Visiting ‘Lost London’ at Kenwood House in Hampstead reinforces how this city is an accretion of buildings constructed over hundreds of years. English Heritage has mounted a display of its photographic archive of buildings and streets that were brought down to the ground by bureaucrats and developers or destroyed under aerial bombardment. To see this accumulation of loss is to suffer a pang of sadness at the immense scale of unnecessary damage in the past 150 years. It’s true all cities are constantly remade, Paris being the ironic exemplar, so that buildings inherited from the past are occasionally superceded by better designs, but whenever a historic structure is lost all the traces of activity contained within it evaporate at the stroke of the wrecking ball. We lose contact with people who once inhabited or worked in these structures, the embodied of their values and experiences and which provided some form of access to the past.

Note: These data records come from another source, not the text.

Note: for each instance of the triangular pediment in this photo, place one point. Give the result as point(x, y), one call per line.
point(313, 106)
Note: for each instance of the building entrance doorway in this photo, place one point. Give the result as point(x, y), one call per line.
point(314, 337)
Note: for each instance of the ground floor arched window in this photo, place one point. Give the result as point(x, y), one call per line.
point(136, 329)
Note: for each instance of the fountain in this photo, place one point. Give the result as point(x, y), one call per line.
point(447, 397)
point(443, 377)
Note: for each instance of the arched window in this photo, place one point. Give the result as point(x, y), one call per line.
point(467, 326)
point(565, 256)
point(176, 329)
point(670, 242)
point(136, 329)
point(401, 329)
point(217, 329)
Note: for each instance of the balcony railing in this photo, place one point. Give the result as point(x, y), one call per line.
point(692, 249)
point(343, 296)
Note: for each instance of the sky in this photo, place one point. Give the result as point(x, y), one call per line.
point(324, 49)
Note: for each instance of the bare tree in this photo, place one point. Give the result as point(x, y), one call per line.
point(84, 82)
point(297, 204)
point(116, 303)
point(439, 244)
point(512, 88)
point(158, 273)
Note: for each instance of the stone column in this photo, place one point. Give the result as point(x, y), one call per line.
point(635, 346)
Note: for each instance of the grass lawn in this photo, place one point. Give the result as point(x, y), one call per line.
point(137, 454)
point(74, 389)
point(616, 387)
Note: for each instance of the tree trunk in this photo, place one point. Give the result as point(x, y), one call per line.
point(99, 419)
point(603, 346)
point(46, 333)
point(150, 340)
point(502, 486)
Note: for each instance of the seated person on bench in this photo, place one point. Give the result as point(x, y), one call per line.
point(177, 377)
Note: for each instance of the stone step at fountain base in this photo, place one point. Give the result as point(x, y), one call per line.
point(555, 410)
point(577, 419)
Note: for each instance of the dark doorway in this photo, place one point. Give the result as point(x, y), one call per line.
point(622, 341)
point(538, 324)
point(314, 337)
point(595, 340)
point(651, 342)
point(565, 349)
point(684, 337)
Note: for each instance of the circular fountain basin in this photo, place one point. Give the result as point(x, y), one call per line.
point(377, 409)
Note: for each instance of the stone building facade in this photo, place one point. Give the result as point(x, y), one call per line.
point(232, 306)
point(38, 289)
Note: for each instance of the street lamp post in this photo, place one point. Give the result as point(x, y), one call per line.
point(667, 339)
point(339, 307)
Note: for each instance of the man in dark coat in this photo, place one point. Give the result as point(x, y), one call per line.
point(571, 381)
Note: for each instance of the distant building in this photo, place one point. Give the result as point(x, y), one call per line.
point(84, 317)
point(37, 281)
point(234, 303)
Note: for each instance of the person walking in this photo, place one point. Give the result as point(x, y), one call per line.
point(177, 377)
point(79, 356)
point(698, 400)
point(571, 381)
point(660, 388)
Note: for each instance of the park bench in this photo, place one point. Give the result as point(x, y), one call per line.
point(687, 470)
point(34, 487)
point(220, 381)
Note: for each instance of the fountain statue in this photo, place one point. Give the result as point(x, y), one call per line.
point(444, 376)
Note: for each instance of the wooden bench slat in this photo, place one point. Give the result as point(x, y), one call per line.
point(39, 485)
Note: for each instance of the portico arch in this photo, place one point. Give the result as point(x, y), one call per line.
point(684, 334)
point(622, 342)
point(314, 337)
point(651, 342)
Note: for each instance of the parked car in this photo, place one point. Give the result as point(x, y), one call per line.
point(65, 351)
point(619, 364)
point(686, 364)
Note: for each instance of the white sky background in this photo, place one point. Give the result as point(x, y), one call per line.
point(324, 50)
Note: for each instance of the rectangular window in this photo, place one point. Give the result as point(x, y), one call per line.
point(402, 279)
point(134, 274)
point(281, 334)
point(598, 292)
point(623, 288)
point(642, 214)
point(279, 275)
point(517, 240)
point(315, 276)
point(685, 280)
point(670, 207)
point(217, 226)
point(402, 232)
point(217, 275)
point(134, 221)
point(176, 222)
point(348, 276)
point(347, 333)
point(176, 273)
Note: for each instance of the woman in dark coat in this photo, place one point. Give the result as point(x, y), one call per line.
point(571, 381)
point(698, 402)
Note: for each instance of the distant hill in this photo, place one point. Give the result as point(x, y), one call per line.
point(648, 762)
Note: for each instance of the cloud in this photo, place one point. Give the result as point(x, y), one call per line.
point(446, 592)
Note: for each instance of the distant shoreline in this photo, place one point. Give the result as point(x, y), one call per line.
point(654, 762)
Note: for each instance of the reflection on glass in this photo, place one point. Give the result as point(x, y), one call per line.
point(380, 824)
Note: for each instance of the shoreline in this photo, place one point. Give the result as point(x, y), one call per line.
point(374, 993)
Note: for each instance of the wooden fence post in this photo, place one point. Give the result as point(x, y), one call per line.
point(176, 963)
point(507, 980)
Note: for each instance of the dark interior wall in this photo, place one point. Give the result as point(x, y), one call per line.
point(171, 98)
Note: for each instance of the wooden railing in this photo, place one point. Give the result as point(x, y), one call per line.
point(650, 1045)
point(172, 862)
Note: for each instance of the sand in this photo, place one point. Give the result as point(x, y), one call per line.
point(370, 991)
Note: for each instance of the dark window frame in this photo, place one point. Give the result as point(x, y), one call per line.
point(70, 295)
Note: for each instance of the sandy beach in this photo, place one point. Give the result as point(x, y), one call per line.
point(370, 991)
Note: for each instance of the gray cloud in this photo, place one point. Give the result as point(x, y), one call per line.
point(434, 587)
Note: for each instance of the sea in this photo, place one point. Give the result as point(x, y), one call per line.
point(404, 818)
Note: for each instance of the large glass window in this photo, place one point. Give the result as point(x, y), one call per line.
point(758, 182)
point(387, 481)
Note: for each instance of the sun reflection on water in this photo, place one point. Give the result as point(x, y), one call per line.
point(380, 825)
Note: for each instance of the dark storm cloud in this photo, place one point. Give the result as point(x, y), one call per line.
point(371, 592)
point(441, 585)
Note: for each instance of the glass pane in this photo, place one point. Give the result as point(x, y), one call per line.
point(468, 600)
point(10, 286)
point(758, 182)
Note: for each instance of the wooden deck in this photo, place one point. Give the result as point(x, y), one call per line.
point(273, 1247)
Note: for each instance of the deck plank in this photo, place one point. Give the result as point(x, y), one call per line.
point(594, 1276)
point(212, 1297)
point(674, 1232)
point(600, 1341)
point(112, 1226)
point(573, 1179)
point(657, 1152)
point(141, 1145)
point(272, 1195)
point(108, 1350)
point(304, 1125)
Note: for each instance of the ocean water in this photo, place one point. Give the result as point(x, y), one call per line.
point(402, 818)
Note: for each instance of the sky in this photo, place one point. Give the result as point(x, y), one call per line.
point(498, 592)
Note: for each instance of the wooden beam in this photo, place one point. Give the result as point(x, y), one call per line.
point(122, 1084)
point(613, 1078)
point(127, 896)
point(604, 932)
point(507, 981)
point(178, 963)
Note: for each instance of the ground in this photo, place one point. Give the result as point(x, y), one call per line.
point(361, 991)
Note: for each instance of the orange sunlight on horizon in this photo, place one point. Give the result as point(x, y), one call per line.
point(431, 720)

Now we can never experience the grandeur and grime of the old Columbia Market built in Gothic splendour on a scale to rival St Pancras Station. Photographs remain a documentary record but are a poor substitute for strolling its market stalls. Such irresponsibility illustrates an extraordinary lack of appreciation of London’s legacy, it’s inhabitants and the value of their labour. That such a remarkable testament to the Victorian age could be cavalierly ripped down is frankly an assault on the spirit of anyone who values the legacies of history.
But what this exhibition staged by English Heritage demonstrates is the slow but concrete progress towards conservation in this country, that our past can be preserved while continuing to remain relevant to our lives today. You only need to think of Covent Garden’s brilliant transformation from redundant market to its respectful adaptation today to appreciate how we might regenerate London without ruining our collectiveinheritance. With its archaic sounding name, the Society for Photographing Relics of Old London was founded in the 19th century to use the new technology of photography in order to hold onto to something that might endure of London’s history.
Later in the 1950s and 1960s a slow reassessment of Modernism’s utopian impulse for shaping the future from the ground up, real conservation gradually took root. Too much of London’s fabric suffered destruction during the war, but the exhibition uncovers how bomb damaged structures provided the rationale for widespread post-war flattening of entire streets. Georgian King’s Square in Finsbury and Swedenborg Square in Stepney suffered the inevitable degradation of war but nevertheless survived largely intact. Instead of refurbishment, they were swept away in the rush to modernize housing. It seems so obvious today that renovation is so often preferable to wholescale demolition. Not until 1971 did listing buildings require prior consent before being altered or pulled down.
This is an exhibition that doesn’t simply focus on the lost artistocratic townhouses or great landmarks but also highlights slum housing and mundane, rickety commercial structures that accidentally survived the Great Fire of London. But the humble coaching inn, the tenement, the pub and the parish church lost to the wreckers are irreplaceable features of the city that once connected us tangibly to the lives of our ancestors and those subtle aspects of history embodied in brick and stone. Our losses in the past serve to impress upon us today that we needn’t carelessly allow the pressures of development to destroy the fabric and character of London or indeed any other city. ‘Progress’ requires a responsible negotiation with and respect for history.